The authors have declared that no conflict of interest exists.

Figures

Figure 1
Figure 1. A potentially novel BRCAMUT ovarian patient-derived-xenograft (PDX) platform.
(A) Patient tumors removed during surgery are transplanted onto the fallopian tube fimbria/ovaries of NSG mice for PDX development and grown in tissue culture. Mouse tumors are then used to establish a live tumor bank or expanded for preclinical trials. Models can also be used for functional biomarker studies. Targeted genomic sequencing and reverse phase protein array (RPPA) analysis is performed on all patient and PDX samples. Primary tumor cultures may be used for in vitro 2D and 3D drug screening. (B) Representative BRCAMUT PDX (c.8945delAA; WO-2-1) 10 weeks after transplantation showing primary tumor replacing host ovary (upper panel), diaphragmatic metastasis (middle panel), and primary ovarian tumor and normal mouse ovary (lower panel). (C) PDX tumor size by palpation over time for select PDX models comparing BRCAMUT (WO-2-1, WO-3-1, WO-10-1) with BRCAWT (WO-4-1, WO-12-1, WO-13-1) HGSOC over 3 mouse passages (MPs). BRCAMUT PDXs demonstrated slower growth rates compared with BRCAWT at MP1 (0.11 mm/day vs. 0.29 mm/day; P < 0.001). However, in subsequent passages MP2 and MP3, growth rates were similar (0.19 mm/day for BRCAMUT vs. 0.25 mm/day for BRCAWT; P = 0.08 for MP2, 0.177 mm/day for BRCAMUT vs. 0.18 mm/day for BRCAWT; P = 0.9 for MP3). Dots represent mean of determinations with SEM. A linear mixed-effects model was used to compare growth rates/day between groups.
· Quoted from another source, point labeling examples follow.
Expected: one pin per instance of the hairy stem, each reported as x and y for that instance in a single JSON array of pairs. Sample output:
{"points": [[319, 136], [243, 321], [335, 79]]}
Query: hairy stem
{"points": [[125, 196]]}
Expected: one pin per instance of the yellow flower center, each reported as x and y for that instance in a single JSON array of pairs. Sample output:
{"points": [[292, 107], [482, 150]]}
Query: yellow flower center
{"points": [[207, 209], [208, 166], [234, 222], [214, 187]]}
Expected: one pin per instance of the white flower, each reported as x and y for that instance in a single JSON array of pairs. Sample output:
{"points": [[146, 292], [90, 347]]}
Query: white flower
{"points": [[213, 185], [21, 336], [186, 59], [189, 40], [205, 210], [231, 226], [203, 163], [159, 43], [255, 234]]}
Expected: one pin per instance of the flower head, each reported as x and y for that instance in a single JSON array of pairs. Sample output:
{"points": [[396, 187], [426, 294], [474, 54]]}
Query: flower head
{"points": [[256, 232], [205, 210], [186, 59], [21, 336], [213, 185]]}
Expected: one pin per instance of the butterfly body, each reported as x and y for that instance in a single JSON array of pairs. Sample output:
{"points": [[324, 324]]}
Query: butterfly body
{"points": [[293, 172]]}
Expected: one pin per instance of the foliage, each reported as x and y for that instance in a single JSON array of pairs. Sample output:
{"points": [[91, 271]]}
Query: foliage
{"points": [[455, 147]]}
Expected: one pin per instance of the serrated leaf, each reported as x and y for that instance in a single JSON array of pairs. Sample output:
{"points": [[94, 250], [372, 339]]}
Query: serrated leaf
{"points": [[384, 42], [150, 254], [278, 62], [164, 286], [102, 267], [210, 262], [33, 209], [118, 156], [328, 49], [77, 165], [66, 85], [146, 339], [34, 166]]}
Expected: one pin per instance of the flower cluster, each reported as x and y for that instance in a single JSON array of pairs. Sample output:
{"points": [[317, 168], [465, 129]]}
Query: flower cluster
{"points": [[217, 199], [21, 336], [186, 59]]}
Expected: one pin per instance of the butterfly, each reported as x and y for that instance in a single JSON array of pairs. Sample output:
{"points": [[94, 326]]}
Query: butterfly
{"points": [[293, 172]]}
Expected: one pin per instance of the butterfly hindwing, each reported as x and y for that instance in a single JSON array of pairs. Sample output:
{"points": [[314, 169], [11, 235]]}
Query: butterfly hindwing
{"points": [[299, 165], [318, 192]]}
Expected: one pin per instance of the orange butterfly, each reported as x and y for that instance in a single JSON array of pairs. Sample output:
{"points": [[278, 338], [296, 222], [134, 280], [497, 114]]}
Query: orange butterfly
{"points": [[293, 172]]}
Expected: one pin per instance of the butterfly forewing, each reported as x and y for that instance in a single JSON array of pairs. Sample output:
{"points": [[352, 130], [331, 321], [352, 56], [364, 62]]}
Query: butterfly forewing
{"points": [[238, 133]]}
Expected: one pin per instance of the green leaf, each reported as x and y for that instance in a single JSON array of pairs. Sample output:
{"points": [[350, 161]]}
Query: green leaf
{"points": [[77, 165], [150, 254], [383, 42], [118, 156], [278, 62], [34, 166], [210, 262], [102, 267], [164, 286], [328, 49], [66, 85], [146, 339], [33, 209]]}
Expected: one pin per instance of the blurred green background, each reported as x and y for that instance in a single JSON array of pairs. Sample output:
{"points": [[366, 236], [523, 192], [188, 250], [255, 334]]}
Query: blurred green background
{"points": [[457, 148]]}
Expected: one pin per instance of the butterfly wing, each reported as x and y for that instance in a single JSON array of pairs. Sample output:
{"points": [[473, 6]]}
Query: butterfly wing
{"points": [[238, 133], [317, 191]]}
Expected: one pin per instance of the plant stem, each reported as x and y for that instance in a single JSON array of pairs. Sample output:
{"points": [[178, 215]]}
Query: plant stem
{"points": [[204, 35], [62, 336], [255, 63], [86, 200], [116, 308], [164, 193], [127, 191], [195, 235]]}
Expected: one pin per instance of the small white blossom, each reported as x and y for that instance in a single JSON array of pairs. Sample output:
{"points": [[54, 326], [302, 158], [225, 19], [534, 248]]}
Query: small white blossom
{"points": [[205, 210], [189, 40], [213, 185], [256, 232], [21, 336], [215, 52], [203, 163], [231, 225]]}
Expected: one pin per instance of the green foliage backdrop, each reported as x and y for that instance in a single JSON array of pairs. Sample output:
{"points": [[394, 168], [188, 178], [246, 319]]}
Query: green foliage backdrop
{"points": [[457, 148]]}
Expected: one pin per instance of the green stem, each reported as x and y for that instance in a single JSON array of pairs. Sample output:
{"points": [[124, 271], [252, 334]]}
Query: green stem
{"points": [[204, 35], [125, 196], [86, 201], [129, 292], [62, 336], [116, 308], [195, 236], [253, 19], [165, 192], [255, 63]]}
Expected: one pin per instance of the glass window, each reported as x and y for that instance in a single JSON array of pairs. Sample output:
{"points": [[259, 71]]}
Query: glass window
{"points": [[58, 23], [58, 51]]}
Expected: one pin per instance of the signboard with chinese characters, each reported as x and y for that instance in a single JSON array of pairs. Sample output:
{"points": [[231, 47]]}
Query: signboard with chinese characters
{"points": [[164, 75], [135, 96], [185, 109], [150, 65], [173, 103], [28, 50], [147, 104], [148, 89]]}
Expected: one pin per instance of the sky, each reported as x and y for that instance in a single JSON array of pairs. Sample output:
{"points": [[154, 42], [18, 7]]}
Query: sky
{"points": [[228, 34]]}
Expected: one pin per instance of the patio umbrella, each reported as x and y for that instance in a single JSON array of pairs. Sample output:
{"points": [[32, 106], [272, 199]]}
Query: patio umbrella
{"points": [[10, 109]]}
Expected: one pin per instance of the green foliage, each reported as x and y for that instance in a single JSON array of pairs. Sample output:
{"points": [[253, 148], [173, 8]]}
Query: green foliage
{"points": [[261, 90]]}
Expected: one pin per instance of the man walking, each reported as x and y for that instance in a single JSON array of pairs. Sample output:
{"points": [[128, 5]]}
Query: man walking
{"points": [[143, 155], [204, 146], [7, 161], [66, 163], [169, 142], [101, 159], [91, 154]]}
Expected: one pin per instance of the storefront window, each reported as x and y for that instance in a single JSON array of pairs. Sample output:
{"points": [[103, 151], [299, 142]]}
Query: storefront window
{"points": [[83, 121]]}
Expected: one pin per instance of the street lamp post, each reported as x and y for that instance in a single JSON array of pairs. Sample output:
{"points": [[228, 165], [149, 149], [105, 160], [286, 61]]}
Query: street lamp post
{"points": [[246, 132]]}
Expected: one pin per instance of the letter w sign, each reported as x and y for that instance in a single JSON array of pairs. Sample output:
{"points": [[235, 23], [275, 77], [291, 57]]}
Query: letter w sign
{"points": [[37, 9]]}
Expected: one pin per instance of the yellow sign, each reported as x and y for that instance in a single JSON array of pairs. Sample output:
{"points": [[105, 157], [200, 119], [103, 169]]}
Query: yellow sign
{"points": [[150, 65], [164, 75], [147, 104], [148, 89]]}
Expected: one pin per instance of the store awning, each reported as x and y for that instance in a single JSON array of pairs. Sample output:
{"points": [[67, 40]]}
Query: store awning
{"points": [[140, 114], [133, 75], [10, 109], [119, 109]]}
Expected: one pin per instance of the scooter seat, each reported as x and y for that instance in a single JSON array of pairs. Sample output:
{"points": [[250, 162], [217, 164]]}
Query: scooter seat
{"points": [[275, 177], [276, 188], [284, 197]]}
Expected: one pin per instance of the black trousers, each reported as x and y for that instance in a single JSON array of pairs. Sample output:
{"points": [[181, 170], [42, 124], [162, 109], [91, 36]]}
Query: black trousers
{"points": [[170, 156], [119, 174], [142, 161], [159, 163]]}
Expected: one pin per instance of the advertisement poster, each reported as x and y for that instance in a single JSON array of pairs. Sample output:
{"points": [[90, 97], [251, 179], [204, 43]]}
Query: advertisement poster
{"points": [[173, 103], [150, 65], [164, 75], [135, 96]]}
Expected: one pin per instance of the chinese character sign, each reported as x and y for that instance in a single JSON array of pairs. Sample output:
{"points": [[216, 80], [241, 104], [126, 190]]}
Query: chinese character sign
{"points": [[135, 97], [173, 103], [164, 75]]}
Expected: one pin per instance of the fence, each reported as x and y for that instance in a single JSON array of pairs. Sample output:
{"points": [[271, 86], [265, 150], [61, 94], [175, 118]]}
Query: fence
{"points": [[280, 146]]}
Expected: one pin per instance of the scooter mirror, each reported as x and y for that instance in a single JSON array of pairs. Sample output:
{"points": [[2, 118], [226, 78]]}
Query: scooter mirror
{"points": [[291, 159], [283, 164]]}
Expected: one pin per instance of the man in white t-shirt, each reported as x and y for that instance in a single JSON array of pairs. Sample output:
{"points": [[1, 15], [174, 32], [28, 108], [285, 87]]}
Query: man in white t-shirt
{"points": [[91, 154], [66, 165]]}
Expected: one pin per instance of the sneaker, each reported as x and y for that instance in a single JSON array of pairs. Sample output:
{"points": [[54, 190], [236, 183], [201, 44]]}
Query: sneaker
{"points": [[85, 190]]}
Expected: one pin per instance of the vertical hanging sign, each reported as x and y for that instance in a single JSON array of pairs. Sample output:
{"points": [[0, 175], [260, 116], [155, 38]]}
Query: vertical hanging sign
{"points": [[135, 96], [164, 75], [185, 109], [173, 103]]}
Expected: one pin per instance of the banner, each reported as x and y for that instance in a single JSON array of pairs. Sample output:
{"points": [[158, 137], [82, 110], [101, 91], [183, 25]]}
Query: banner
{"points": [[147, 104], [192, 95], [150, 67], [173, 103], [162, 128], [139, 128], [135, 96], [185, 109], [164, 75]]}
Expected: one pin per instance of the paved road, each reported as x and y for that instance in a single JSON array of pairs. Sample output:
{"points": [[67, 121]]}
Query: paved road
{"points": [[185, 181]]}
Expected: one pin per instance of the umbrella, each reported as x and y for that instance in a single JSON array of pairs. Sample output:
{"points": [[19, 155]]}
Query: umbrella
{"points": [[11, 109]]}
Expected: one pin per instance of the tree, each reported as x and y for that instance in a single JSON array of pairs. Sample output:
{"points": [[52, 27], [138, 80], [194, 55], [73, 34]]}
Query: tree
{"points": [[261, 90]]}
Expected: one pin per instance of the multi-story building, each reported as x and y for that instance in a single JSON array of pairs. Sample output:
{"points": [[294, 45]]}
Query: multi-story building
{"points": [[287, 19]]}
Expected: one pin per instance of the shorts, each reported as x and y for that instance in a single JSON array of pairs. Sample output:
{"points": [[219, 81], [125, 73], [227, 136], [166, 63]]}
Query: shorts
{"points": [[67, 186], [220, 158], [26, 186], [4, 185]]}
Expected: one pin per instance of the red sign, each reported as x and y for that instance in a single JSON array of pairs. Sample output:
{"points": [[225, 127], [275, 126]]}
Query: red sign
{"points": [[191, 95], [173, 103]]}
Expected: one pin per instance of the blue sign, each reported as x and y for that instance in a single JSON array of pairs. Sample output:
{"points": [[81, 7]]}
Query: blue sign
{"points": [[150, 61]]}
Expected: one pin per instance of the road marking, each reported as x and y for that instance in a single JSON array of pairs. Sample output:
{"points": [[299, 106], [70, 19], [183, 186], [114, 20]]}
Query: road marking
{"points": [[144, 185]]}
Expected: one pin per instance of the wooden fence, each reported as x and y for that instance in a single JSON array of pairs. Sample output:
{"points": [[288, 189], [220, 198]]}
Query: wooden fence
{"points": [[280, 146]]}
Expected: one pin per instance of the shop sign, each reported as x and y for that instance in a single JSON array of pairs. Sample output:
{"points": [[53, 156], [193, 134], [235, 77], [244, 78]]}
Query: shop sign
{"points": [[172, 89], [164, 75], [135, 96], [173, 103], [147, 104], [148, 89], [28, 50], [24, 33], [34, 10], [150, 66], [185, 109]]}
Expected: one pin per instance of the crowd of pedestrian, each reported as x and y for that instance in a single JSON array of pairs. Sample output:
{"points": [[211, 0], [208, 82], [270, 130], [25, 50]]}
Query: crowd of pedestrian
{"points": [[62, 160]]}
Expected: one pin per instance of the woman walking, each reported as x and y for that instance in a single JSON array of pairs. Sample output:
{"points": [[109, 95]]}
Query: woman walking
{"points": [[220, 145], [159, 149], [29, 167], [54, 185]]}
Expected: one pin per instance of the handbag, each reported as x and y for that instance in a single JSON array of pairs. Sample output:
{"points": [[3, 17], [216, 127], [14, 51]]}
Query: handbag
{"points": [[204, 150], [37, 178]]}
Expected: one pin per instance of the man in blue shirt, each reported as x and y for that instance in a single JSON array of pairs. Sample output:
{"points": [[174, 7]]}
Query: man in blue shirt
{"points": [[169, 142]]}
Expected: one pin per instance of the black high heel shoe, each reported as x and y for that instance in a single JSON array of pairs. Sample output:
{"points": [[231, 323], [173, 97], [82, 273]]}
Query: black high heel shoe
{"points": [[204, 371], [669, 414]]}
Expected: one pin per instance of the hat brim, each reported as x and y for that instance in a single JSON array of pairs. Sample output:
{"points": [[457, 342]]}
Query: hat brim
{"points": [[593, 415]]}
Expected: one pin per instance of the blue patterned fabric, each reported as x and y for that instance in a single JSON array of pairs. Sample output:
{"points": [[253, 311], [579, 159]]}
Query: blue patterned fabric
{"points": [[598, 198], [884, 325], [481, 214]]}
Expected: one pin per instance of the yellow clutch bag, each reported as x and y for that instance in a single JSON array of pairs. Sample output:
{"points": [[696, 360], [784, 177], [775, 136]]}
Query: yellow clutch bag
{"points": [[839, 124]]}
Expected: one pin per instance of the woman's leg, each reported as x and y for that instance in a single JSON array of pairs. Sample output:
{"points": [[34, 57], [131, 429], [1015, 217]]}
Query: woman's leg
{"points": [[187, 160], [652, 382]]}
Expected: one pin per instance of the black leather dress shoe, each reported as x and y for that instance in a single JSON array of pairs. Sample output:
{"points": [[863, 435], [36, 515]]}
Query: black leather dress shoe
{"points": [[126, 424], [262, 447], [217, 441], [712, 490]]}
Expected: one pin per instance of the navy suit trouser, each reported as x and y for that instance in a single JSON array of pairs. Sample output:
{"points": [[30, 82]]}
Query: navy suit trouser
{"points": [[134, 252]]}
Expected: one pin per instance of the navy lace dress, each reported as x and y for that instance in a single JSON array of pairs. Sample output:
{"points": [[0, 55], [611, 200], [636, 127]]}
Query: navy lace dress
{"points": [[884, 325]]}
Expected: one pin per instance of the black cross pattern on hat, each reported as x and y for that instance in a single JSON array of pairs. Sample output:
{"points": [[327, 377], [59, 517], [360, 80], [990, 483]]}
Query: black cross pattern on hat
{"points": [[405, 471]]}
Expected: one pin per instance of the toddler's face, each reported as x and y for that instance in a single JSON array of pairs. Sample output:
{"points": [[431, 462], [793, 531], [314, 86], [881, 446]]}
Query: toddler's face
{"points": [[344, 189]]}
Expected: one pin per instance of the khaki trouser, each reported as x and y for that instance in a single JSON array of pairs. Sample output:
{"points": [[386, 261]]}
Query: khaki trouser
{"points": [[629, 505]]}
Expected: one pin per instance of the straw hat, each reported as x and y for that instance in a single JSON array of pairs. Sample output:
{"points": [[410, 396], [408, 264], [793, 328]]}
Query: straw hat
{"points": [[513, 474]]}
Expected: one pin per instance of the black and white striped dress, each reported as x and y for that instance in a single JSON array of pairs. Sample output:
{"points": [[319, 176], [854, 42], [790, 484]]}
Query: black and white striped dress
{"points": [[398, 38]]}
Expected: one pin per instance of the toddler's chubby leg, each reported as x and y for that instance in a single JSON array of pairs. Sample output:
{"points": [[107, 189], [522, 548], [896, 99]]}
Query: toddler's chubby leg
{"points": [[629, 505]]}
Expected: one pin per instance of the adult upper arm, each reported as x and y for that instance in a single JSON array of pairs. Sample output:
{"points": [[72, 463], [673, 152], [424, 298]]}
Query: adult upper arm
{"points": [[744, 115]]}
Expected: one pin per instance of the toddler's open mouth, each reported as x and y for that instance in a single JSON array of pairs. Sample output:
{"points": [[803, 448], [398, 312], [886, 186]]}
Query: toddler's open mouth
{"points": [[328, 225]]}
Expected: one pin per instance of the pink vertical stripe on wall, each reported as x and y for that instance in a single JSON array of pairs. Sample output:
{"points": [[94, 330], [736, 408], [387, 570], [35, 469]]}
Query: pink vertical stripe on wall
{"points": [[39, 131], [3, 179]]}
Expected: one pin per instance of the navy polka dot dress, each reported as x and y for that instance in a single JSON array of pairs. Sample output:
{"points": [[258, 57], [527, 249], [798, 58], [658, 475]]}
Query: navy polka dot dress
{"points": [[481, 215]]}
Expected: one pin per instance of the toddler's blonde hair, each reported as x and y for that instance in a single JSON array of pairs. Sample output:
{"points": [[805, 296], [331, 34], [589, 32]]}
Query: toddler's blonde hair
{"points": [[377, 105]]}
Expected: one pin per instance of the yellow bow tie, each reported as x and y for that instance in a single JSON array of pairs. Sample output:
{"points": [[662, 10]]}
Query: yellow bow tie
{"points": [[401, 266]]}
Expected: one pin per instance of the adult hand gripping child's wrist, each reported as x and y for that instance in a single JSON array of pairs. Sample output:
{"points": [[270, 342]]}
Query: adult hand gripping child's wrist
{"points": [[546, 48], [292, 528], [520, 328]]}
Individual mouse data shown in dot plots in Supplemental Figure 4. (D) Example of preclinical platform using a BRCA2MUT (c.8945delAA) PDX model (WO-2). The patient was diagnosed with ovarian cancer in 2012 and had primary cytoreductive surgery (1° CRS) followed by standard chemotherapy (carboplatin and paclitaxel) and had a complete remission (CR). Tumor obtained at secondary CRS for recurrent disease in January 2014 was used for PDX generation. PDX tumors grew in 12 to 16 weeks to approximately 1,000 mm3. Tumors were harvested and expanded for a preclinical trial. Mice were randomized to control or carboplatin 50 mg/kg weekly and tumor growth as measured by weekly ultrasound. All mice showed CR. Similarly, the patient’s tumor also responded to a platinum-based chemotherapy regimen as illustrated in the graph of her serum CA-125. The box-and-whisker plots show the median, with boxes extending from the 25th to 75th percentile and the whiskers extending from minimum to maximum values of the dataset. Control, n = 9 mice; carboplatin, n = 6 mice.
Figure 2
Figure 2. Ovarian cancer epithelial markers and morphologic characteristics in parent tumors are preserved over multiple mouse passages.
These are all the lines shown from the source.